Using a Combination of Phylogenetic Comparative and Paleobotanical Methods to Elucidate Patterns of Lineage Selection in Rosales (Plantae: Anthophyta)

An increasing focus in evolutionary biology is on the interplay between mesoscale ecological and evolutionary processes such as population demographics, habitat tolerance, and especially geographic distribution, as potential drivers responsible for patterns of diversification and extinction over geologic time. However, few studies to date connect organismal processes such as survival and reproduction through mesoscale patterns to long-term macroevolutionary trends.

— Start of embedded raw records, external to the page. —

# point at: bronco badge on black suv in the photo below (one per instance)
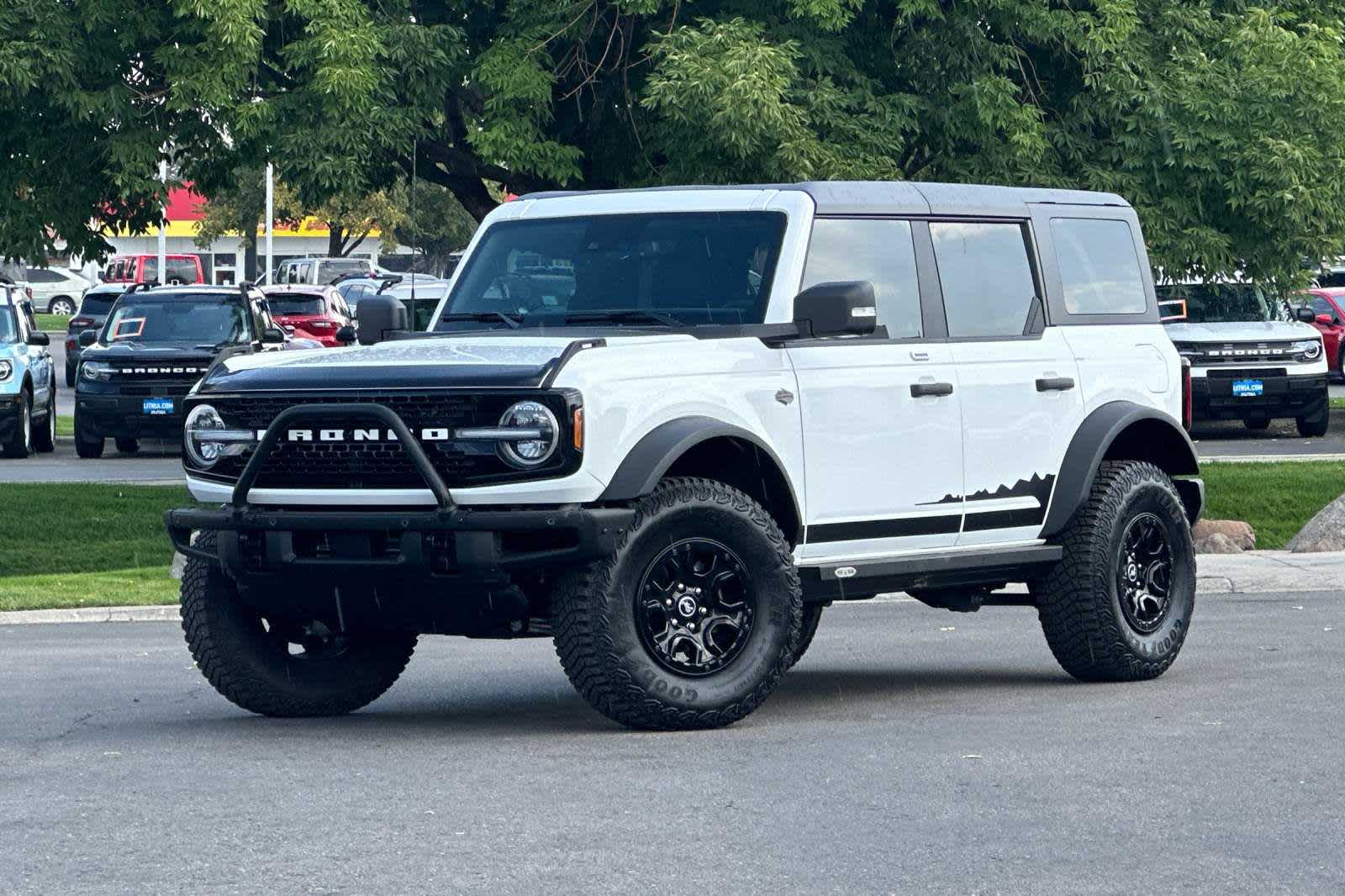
(666, 428)
(136, 369)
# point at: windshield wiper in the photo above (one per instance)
(629, 315)
(483, 316)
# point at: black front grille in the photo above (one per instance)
(381, 463)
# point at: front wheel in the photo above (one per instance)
(1118, 604)
(280, 667)
(692, 620)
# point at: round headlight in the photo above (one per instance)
(201, 423)
(530, 414)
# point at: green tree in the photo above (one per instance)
(1216, 119)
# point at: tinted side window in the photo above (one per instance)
(986, 277)
(1100, 268)
(880, 252)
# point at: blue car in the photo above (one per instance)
(27, 380)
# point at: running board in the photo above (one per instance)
(936, 569)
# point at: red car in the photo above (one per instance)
(1328, 303)
(309, 311)
(145, 268)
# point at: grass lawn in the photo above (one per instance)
(1275, 498)
(53, 323)
(71, 546)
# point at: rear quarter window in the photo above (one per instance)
(1100, 269)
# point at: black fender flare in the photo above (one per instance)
(659, 448)
(1089, 445)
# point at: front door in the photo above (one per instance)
(881, 416)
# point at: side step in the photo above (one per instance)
(936, 569)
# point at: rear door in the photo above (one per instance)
(881, 416)
(1020, 398)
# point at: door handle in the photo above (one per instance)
(923, 389)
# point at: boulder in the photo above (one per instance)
(1324, 532)
(1237, 532)
(1217, 544)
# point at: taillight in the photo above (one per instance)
(1185, 394)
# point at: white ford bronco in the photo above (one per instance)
(667, 428)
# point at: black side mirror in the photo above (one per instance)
(378, 316)
(845, 308)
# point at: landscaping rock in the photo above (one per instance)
(1237, 532)
(1324, 532)
(1217, 544)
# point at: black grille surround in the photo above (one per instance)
(346, 463)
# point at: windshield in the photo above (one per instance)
(98, 303)
(1224, 302)
(298, 303)
(681, 268)
(329, 271)
(197, 320)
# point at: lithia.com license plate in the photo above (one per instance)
(158, 407)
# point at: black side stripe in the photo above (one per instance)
(884, 529)
(925, 525)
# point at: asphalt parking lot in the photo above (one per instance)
(911, 751)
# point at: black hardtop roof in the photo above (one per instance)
(901, 197)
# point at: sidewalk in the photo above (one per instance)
(1248, 573)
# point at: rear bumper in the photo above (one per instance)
(1284, 396)
(414, 544)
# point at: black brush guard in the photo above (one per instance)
(481, 540)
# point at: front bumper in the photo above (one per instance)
(414, 544)
(125, 417)
(1282, 396)
(11, 412)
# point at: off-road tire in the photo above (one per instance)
(87, 445)
(1316, 425)
(1078, 600)
(20, 443)
(596, 627)
(45, 436)
(811, 616)
(235, 656)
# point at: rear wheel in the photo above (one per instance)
(692, 620)
(20, 441)
(1317, 424)
(279, 667)
(1118, 604)
(87, 444)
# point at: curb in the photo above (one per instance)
(1205, 586)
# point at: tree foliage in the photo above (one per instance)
(1217, 119)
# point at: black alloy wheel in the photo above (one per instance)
(1143, 573)
(696, 607)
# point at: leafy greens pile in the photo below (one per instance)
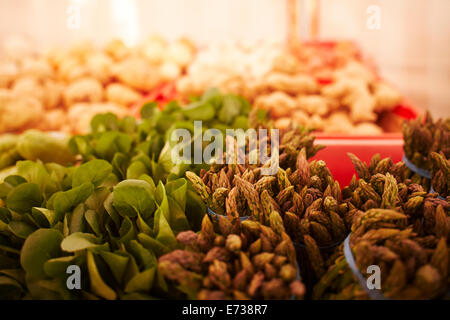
(113, 215)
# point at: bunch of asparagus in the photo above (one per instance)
(423, 136)
(440, 174)
(305, 195)
(244, 260)
(404, 230)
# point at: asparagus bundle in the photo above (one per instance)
(305, 195)
(440, 174)
(245, 260)
(423, 136)
(405, 233)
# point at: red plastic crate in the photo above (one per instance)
(364, 147)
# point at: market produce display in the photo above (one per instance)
(90, 182)
(327, 87)
(62, 89)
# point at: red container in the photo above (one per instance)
(364, 147)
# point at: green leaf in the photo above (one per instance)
(15, 180)
(41, 214)
(230, 109)
(143, 281)
(117, 263)
(23, 197)
(149, 109)
(67, 200)
(21, 229)
(126, 230)
(92, 219)
(136, 169)
(34, 145)
(94, 171)
(152, 244)
(97, 199)
(143, 226)
(79, 241)
(36, 172)
(111, 142)
(165, 234)
(145, 258)
(132, 197)
(40, 246)
(119, 164)
(98, 286)
(104, 122)
(10, 288)
(199, 111)
(57, 267)
(76, 220)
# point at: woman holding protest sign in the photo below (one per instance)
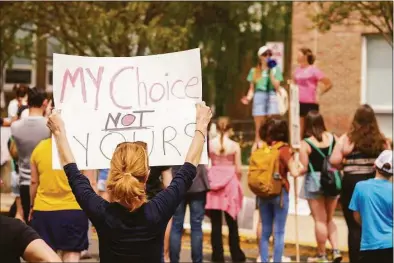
(130, 228)
(307, 77)
(264, 81)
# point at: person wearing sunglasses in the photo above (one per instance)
(130, 228)
(264, 81)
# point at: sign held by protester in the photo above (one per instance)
(108, 100)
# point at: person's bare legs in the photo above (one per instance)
(319, 215)
(167, 242)
(331, 205)
(258, 237)
(19, 209)
(68, 256)
(258, 122)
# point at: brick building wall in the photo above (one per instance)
(338, 55)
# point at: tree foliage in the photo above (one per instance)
(228, 33)
(376, 14)
(12, 19)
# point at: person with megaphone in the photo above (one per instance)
(264, 81)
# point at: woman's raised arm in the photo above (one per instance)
(166, 202)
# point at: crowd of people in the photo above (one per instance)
(138, 211)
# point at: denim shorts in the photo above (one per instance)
(265, 103)
(310, 191)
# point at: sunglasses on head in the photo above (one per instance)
(139, 143)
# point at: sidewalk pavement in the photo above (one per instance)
(305, 227)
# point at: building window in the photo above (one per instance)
(377, 79)
(50, 77)
(22, 76)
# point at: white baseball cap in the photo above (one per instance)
(262, 50)
(386, 157)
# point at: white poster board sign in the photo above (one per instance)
(295, 136)
(108, 100)
(278, 54)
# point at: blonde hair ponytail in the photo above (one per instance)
(127, 175)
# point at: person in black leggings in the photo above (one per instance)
(356, 152)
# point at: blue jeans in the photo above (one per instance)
(273, 216)
(197, 212)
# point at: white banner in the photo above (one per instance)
(108, 100)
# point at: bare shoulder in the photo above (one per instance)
(305, 146)
(15, 126)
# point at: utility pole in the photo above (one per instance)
(41, 58)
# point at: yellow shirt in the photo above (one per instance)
(54, 192)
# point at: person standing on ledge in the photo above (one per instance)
(264, 80)
(130, 228)
(307, 77)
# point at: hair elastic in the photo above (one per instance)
(201, 134)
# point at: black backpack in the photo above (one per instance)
(330, 178)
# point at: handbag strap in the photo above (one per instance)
(315, 147)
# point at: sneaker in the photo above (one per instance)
(284, 259)
(319, 259)
(336, 256)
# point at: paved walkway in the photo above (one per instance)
(305, 227)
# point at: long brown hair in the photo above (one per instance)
(365, 132)
(314, 125)
(259, 68)
(275, 129)
(310, 58)
(223, 126)
(128, 173)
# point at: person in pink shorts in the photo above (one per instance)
(226, 193)
(306, 77)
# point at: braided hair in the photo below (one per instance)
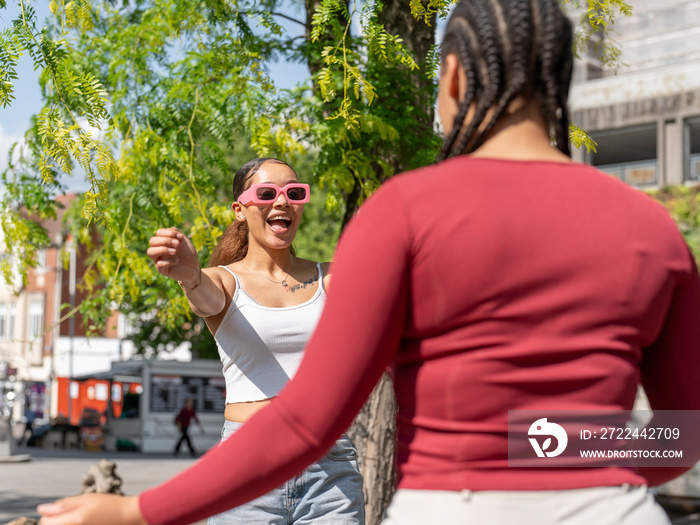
(509, 48)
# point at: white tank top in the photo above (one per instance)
(261, 346)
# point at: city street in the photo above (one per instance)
(52, 474)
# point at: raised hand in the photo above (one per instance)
(92, 509)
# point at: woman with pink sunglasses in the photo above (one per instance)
(262, 303)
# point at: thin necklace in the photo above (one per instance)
(283, 282)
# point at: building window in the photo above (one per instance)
(36, 314)
(692, 149)
(628, 154)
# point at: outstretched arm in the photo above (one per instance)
(670, 372)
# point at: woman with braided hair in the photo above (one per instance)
(503, 278)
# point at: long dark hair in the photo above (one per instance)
(233, 244)
(509, 48)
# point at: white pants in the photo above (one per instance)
(625, 505)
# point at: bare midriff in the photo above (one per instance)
(242, 412)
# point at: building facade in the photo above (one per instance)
(42, 348)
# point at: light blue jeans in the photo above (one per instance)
(329, 491)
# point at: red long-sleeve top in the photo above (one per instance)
(488, 285)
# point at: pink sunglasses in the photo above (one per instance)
(264, 193)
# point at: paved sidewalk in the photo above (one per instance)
(53, 474)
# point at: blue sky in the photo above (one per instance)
(15, 120)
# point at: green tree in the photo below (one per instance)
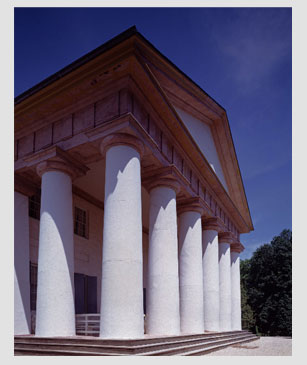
(269, 285)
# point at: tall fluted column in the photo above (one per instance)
(22, 317)
(235, 289)
(211, 228)
(122, 263)
(225, 281)
(190, 269)
(163, 317)
(55, 310)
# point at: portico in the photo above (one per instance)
(164, 223)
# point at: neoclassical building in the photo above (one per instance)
(129, 200)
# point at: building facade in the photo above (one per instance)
(129, 201)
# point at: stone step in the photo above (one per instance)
(181, 349)
(175, 345)
(219, 347)
(133, 349)
(118, 342)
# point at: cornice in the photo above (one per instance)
(190, 205)
(24, 186)
(53, 159)
(214, 224)
(121, 139)
(226, 237)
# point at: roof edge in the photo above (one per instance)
(77, 63)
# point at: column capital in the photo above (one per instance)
(23, 186)
(190, 205)
(213, 223)
(57, 165)
(56, 159)
(121, 139)
(237, 247)
(226, 237)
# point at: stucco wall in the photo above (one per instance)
(201, 133)
(87, 251)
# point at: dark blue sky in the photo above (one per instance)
(240, 56)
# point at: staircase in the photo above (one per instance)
(185, 345)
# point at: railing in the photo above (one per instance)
(88, 324)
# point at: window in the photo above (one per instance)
(33, 286)
(35, 206)
(81, 222)
(85, 293)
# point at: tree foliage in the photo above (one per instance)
(267, 283)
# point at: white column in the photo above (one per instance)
(211, 279)
(225, 286)
(22, 316)
(235, 291)
(122, 281)
(163, 317)
(190, 273)
(55, 310)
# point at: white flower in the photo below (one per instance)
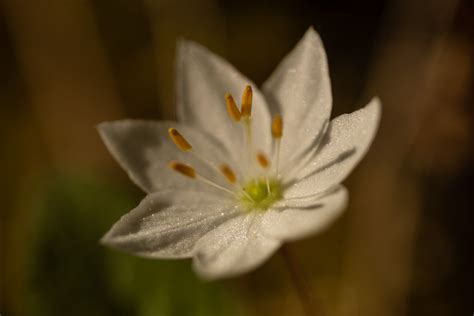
(244, 188)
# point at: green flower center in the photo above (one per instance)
(261, 193)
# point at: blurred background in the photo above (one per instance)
(405, 246)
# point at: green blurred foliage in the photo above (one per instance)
(70, 272)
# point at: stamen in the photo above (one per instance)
(228, 173)
(215, 185)
(182, 168)
(263, 160)
(189, 171)
(277, 133)
(179, 140)
(246, 108)
(277, 126)
(232, 107)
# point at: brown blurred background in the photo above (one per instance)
(403, 248)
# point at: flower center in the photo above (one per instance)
(261, 193)
(258, 193)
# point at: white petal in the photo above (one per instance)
(233, 248)
(300, 90)
(304, 217)
(168, 224)
(348, 139)
(144, 149)
(202, 81)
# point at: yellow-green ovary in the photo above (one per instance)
(258, 196)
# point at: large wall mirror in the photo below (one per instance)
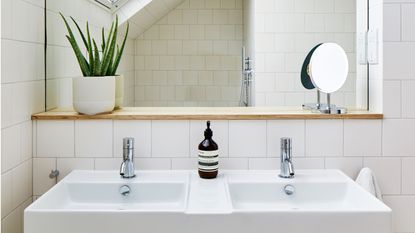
(216, 53)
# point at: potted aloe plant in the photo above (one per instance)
(101, 88)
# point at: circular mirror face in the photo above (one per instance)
(329, 67)
(305, 77)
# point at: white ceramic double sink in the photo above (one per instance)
(322, 201)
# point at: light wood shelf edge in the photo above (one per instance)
(214, 113)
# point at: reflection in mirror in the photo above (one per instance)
(190, 52)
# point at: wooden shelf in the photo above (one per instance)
(202, 113)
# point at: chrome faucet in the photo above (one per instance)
(287, 168)
(127, 166)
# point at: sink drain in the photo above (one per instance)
(289, 189)
(125, 190)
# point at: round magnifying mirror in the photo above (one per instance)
(329, 67)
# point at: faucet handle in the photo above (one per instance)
(286, 143)
(128, 143)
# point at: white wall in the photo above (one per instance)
(286, 30)
(22, 93)
(61, 61)
(191, 57)
(399, 105)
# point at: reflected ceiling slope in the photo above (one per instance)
(142, 14)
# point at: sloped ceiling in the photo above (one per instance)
(142, 14)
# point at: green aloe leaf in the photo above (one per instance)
(80, 57)
(103, 39)
(90, 50)
(109, 56)
(97, 62)
(81, 33)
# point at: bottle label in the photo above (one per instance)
(208, 160)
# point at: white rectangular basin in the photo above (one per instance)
(324, 201)
(98, 190)
(312, 191)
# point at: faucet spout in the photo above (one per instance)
(287, 167)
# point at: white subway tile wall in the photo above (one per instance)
(191, 56)
(22, 94)
(285, 32)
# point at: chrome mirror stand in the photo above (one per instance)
(326, 108)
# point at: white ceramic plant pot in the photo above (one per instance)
(119, 91)
(94, 95)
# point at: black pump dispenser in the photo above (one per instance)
(208, 131)
(208, 155)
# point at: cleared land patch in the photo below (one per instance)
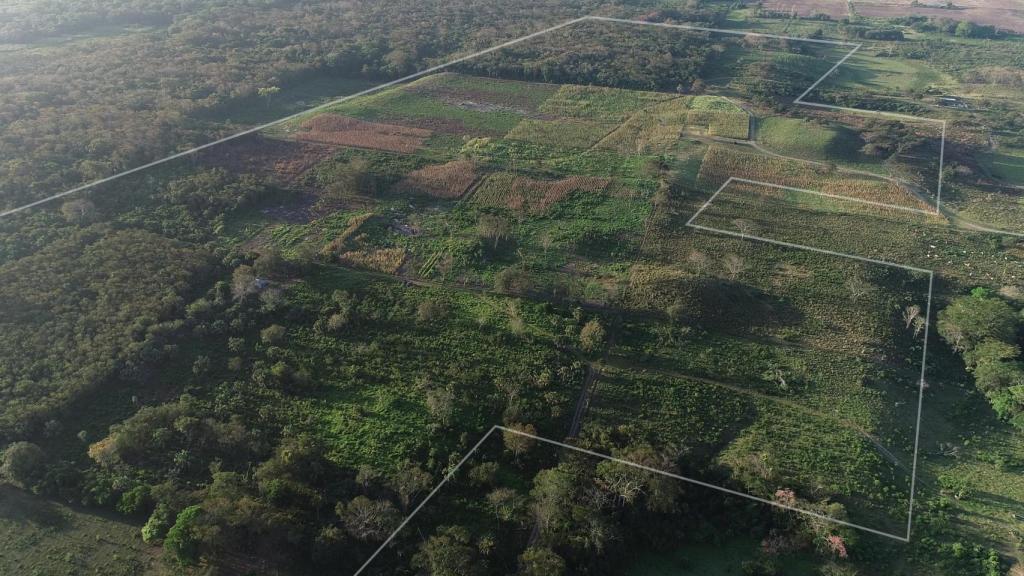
(451, 179)
(341, 130)
(721, 163)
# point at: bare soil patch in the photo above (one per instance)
(283, 161)
(1004, 14)
(534, 197)
(342, 130)
(835, 8)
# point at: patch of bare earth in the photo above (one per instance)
(835, 8)
(283, 161)
(1004, 14)
(342, 130)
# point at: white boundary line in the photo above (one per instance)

In my dissertation, I investigate how mechanism of seed dispersal, mediated through geographic range size, influences diversification rates in the Rosales (Plantae: Anthophyta). In my first chapter, I validate the phylogenetic comparative methods that I use in my second and third chapters. Available state speciation and extinction (SSE) models assumptions about evolution known to be false through fossil data. I show, however, that as long as net diversification rates remain positive – a condition likely true for the Rosales – these violations of SSE’s assumptions do not cause significantly biased results. With SSE methods validated, my second chapter reconstructs three associations that appear to increase diversification rate for Rosalean genera: (1) herbaceous habit; (2) a three-way interaction combining animal dispersal, high within-genus species richness, and geographic range on multiple continents; (3) a four-way interaction combining woody habit with the other three characteristics of (2). I suggest that the three- and four-way interactions represent colonization ability and resulting extinction resistance in the face of late Cenozoic climate change; however, there are other possibilities as well that I hope to investigate in future research. My third chapter reconstructs the phylogeographic history of the Rosales using both non-fossil-assisted SSE methods as well as fossil-informed traditional phylogeographic analysis. Ancestral state reconstructions indicate that the Rosaceae diversified in North America while the other Rosalean families diversified elsewhere, possibly in Eurasia. SSE is able to successfully identify groups of genera that were likely to have been ancestrally widespread, but has poorer taxonomic resolution than methods that use fossil data. In conclusion, these chapters together suggest several potential causal links between organismal, mesoscale, and geologic scale processes, but further work will be needed to test the hypotheses that I raise here.